I don’t know how your code is set up, but one gotcha with the transport package is that it only sends in the jobs scheduled by either ScheduleUpdate or ScheduleFlushSend. That is, calling EndSend doesn’t actually get anything on the wire. It basically just queues the packet for sending, and the actual socket operations will be performed in the job.
So assuming your code basically does something like this every frame:
Schedule an update of the driver.
Process events and send messages.
Once you send your ping it would only be actually sent on the next frame (so up to one frame of delay). Then the server will receive it at the beginning of its next frame, so again up to another frame of delay. It then receives the ping and sends its response, but again the actual send will only occur on the next frame. So up to another frame of delay. The client will then receive the response at the beginning of its next frame, incurring up to another frame of delay. That’s (if you’re unlucky) up to 4 frames between the initial send (call to EndSend) and receiving the response.

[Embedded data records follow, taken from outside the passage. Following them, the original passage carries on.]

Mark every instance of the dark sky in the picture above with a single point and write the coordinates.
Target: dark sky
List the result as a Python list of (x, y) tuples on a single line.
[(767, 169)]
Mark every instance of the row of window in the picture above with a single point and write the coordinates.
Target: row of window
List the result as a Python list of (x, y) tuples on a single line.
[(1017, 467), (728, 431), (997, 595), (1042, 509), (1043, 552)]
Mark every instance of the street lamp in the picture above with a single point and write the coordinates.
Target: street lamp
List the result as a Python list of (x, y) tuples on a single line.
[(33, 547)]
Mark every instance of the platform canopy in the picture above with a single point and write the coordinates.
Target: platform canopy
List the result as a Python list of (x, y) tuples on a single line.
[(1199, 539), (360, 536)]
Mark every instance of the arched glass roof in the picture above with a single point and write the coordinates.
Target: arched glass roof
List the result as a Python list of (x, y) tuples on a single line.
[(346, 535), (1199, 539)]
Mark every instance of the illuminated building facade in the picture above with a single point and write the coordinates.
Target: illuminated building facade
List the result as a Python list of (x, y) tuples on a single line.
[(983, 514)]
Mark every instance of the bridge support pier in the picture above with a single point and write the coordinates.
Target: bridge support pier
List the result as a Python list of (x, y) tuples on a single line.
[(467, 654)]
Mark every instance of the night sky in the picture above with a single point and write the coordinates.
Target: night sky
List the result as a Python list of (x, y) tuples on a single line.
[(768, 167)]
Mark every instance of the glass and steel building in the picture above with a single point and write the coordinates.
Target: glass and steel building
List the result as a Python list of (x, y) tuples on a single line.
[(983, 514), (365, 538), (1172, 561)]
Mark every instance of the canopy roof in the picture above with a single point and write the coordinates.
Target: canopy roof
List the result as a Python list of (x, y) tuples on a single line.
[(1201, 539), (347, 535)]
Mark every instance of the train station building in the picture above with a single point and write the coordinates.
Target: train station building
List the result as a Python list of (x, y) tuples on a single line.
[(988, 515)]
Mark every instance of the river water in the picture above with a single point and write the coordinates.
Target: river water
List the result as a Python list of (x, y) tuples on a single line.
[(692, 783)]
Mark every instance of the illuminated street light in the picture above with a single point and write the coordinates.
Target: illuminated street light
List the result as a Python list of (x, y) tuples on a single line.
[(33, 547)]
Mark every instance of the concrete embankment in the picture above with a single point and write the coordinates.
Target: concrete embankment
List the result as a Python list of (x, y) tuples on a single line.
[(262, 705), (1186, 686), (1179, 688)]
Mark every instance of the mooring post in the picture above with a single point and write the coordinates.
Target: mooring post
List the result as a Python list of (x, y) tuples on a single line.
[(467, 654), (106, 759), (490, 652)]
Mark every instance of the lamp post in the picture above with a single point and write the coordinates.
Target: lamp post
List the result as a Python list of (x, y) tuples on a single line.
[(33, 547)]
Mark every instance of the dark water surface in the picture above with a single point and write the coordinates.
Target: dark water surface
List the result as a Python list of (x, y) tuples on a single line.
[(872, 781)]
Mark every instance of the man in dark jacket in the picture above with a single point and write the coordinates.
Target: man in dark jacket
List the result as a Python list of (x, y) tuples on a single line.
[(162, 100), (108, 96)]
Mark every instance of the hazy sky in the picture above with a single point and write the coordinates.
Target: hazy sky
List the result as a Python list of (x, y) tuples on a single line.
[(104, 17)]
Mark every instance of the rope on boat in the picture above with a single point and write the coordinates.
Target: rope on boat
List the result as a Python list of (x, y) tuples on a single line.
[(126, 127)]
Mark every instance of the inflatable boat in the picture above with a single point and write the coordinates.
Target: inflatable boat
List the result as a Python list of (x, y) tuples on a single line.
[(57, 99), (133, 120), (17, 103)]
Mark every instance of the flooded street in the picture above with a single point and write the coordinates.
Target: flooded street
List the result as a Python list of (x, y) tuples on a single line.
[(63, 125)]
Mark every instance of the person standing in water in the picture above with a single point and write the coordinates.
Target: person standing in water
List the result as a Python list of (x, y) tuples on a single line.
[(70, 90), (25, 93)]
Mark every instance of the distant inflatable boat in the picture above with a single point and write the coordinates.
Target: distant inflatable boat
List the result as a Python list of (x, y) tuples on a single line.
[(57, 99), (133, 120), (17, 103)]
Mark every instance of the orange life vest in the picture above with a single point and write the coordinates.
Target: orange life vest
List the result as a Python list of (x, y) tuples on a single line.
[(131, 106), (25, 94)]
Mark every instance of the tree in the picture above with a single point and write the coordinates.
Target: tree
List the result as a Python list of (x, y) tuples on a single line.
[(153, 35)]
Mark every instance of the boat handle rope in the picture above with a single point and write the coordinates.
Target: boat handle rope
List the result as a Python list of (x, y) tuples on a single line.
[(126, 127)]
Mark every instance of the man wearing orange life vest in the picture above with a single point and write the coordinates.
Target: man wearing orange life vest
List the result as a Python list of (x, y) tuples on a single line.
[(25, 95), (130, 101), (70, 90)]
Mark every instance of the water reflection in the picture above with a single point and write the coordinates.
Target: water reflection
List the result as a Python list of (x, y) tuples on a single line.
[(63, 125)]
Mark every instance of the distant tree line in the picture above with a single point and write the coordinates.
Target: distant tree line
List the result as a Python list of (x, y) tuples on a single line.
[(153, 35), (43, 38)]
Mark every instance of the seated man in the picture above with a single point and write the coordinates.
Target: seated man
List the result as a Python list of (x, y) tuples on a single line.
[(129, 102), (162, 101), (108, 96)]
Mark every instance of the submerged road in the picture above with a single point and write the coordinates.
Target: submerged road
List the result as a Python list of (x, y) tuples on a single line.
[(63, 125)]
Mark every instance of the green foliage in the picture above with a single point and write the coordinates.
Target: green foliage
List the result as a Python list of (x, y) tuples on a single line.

To improve this, you could schedule a send job with ScheduleFlushSend after you’ve processed events and sent messages. This should get your messages on the wire faster and improve latency. For example, Netcode for Entities will only schedule a single update job per frame, but will schedule send jobs at multiple points during a frame. The send job has been written to be relatively lightweight to allow these kinds of uses.
Thanks for the response Simon. It is quite insightful.
I’m already scheduling an update of the driver at the end of my systems OnUpdate method (I don’t use job since the OnUpdate already use the [BurstCompile] attribute). I’m also using a NativeQueue to schedule the outgoing messages. It looks like this for my client :
[BurstCompile]
public void OnUpdate(ref SystemState state)
{
ref var driver = ref networkDriver.Data;
ref var connection = ref clientConnection.Data;
if (!driver.IsCreated || !connection.IsCreated)
{
return;
}
// Ping request
if (Time.realtimeSinceStartup - lastPingRequestTime > PingInterval)
{
if (TrySendPingRequest(ref state))
{
lastPingRequestTime = Time.realtimeSinceStartup;
}
}
// Send messages
while (outgoingMessages.Data.TryDequeue(out OutgoingMessage msg))
{
switch (msg.Channel)
{
case NetworkChannel.Unreliable:
{
driver.BeginSend(connection, out var writer);
writer.WriteBytes(msg.Payload);
driver.EndSend(writer);
}
break;
case NetworkChannel.ReliableSequenced:
{
driver.BeginSend(reliablePipeline, connection, out var writer);
writer.WriteBytes(msg.Payload);
driver.EndSend(writer);
}
break;
default:
break;
}
msg.Dispose();
}
// Read messages
clientJobHandle = driver.ScheduleUpdate();
clientJobHandle.Complete();
}
The server code is quite similar. Just handling multiple NetworkConnections.
From what you said all the messages should be flushed by the time the clientJobHandle completes. Knowing this I would not expect the kind of latency I’m experimenting. It should be at max 2 frames if I am unlucky as you said.
I didn’t take time to really dig up the NetCode for Entities samples though. Maybe I should start looking how things are set up there.
Edit : As I read my reply I noticed that I’m actually sending the outgoing messages before handling the received ones, which is not how I designed it. I checked my server code and the sending is done after. This does not impact the ping time since my client is not responding to anything for this specific interaction but it does affect the reactiveness of my client for other actions.
When is the processing of incoming packets occurring here? If it’s done right before the ScheduleUpdate call, then there’s going to be at least a full frame of delay between a packet being received and it being processed.
The reason for this is that receives are similar to sends: we only touch the socket in a job. For receives that only happens in the ScheduleUpdate job however. The job basically pulls from the socket and puts the packets in a queue, and the data events are then drawn from that queue. So assuming that the processing of received packets happens right before the ScheduleUpdate call, here’s what’s going to happen:
A packet is received while (say) checking the outgoing message queue.
The code that processes new events will not see that packet since we haven’t pulled from the socket yet.
The ScheduleUpdate job is executed, pulls the received packet from the socket, and puts it in some queue.
In the next frame, the data event is popped from the driver and the packet is processed.
So basically there’s an extra full frame of delay added to the receive direction.
Ideally, data events would be processed immediately after the ScheduleUpdate job completes to reduce latency. And then once events are processed, which could have caused new packets to be sent, a send job would be scheduled to immediately send the responses. And if the processing of events is jobified, the whole thing can be scheduled as a chain of jobs, moving the entire network processing off the main thread.